Cut rectangles from strong parchment paper.
Clean the mushrooms and cut them into fine slices. Mix the juice of one lemon with the white wine and spread evenly over the mushrooms to prevent them from discoloring. Rinse the cress well, drain and chop.
Cut a pocket in the side of each cutlet. Put half a slice of ham in each. Sprinkle both sides of the chops with salt and pepper.
Brush the foil pieces with the cooking butter. Mix the mushrooms with 2/3 of the cress and form half of this mixture on the foil pieces. Place the chops on top. Cover with the remaining mushroom-cress mixture. Cut the butter into flakes and spread evenly over the top.

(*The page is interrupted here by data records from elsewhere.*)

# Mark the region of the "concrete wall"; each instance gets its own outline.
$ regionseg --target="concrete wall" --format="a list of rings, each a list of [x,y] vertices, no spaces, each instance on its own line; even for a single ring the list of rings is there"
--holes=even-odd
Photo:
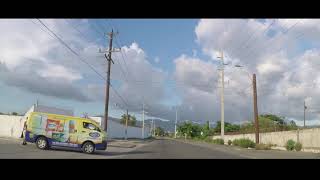
[[[255,134],[240,134],[240,135],[225,135],[225,142],[228,140],[234,140],[239,138],[249,138],[255,141]],[[220,136],[214,136],[214,138],[220,138]],[[260,133],[260,143],[264,144],[277,144],[278,146],[284,146],[286,142],[292,139],[302,143],[305,148],[320,148],[320,128],[295,130],[295,131],[282,131],[282,132],[270,132]]]
[[[0,115],[1,137],[20,137],[21,126],[23,127],[22,116]]]
[[[24,116],[0,115],[0,137],[19,138],[23,130],[24,121],[33,110],[34,106]]]
[[[98,122],[102,127],[104,125],[101,117],[90,117],[91,119]],[[102,123],[101,123],[102,122]],[[124,138],[125,137],[125,125],[115,121],[108,121],[108,136],[109,138]],[[142,128],[128,126],[128,138],[142,138]],[[150,128],[144,128],[144,137],[150,137]]]

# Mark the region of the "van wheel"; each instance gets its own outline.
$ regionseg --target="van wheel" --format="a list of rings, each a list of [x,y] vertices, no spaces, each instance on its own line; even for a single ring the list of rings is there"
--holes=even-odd
[[[94,144],[92,142],[86,142],[82,146],[82,151],[87,154],[92,154],[94,152]]]
[[[47,149],[48,148],[48,141],[45,137],[39,137],[36,141],[36,145],[39,149]]]

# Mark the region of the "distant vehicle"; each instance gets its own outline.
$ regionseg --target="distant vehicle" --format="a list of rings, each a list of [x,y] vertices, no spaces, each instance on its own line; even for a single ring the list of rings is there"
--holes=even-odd
[[[25,138],[39,149],[71,147],[88,154],[107,149],[107,134],[94,120],[73,116],[32,112]]]

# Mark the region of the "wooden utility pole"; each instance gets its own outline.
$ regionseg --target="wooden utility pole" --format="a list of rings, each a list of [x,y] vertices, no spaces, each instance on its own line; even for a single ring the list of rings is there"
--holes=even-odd
[[[128,120],[129,120],[129,113],[127,109],[127,117],[126,117],[126,130],[125,130],[125,139],[128,139]]]
[[[303,101],[303,128],[306,128],[306,101]]]
[[[254,116],[255,134],[256,134],[256,144],[259,144],[259,120],[258,120],[256,74],[253,74],[252,85],[253,85],[253,116]]]
[[[112,53],[112,39],[113,39],[113,30],[109,34],[110,40],[109,40],[109,51],[108,55],[104,54],[107,61],[108,61],[108,71],[107,71],[107,86],[106,86],[106,101],[105,101],[105,109],[104,109],[104,130],[108,130],[108,109],[109,109],[109,89],[110,89],[110,73],[111,73],[111,62],[114,64],[114,62],[111,59],[111,53]]]
[[[142,104],[142,139],[144,139],[144,100]]]

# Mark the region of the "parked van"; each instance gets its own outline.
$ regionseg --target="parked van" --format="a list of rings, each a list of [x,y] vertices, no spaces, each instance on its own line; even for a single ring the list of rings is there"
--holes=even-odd
[[[107,134],[94,120],[42,112],[27,117],[25,138],[39,149],[71,147],[91,154],[107,148]]]

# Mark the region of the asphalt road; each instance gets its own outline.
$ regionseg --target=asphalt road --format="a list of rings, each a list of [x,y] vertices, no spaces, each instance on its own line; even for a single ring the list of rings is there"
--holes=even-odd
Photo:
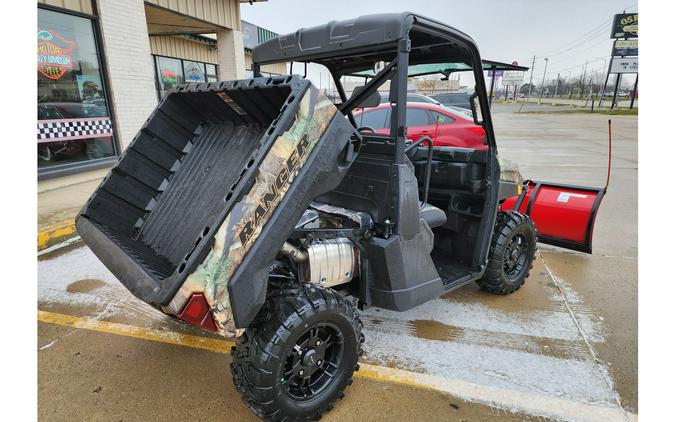
[[[494,120],[500,155],[525,177],[604,184],[607,116],[495,105]],[[612,122],[594,254],[540,245],[511,296],[471,285],[364,312],[365,370],[327,420],[636,418],[637,117]],[[84,246],[41,256],[38,273],[41,420],[253,420],[229,343],[136,300]]]

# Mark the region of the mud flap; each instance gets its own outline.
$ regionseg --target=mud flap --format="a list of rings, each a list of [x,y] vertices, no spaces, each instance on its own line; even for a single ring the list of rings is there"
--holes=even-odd
[[[532,218],[538,241],[592,253],[593,226],[606,188],[528,180],[518,196],[507,198],[502,210],[517,210]]]

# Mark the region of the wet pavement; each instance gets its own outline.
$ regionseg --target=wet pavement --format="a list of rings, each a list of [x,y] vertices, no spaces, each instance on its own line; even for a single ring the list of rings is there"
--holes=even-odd
[[[525,177],[604,185],[607,116],[495,111],[500,154]],[[327,420],[635,418],[637,118],[612,123],[593,255],[540,245],[513,295],[470,285],[408,312],[362,313],[364,363],[437,387],[359,377]],[[214,337],[135,299],[81,244],[41,256],[38,273],[42,311]],[[227,354],[45,322],[38,334],[42,420],[253,420]]]

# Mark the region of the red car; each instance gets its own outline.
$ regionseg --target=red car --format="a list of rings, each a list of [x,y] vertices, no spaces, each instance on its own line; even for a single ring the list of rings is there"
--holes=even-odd
[[[368,127],[376,133],[389,133],[391,105],[363,109],[354,113],[359,127]],[[408,103],[406,112],[408,139],[416,141],[428,136],[434,146],[452,146],[486,150],[485,131],[466,115],[431,103]]]

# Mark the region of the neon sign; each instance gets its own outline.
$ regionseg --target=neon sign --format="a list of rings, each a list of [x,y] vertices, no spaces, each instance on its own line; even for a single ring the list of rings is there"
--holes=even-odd
[[[49,79],[58,80],[66,71],[73,68],[75,41],[70,41],[54,30],[39,29],[37,47],[37,68]]]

Close the foils tightly, rolling up the side edges. In the heated oven, bake the chops for ten minutes at 240 degrees.
Bring the chops to the table in the foil, open the foil and place the chops on preheated plates. Drizzle the juices from the foil over them and garnish with the remaining cress.
Tip: The chops can be prepared, wrapped, and stored in the
refrigerator until ready to use.
Fill into the chops. Use a wooden stick to close the opening. In this case, omit the juice of one lemon and spread the white wine evenly over the stuffed chops
Tip: Always use an aromatic ham, it will give your dish a wonderful touch!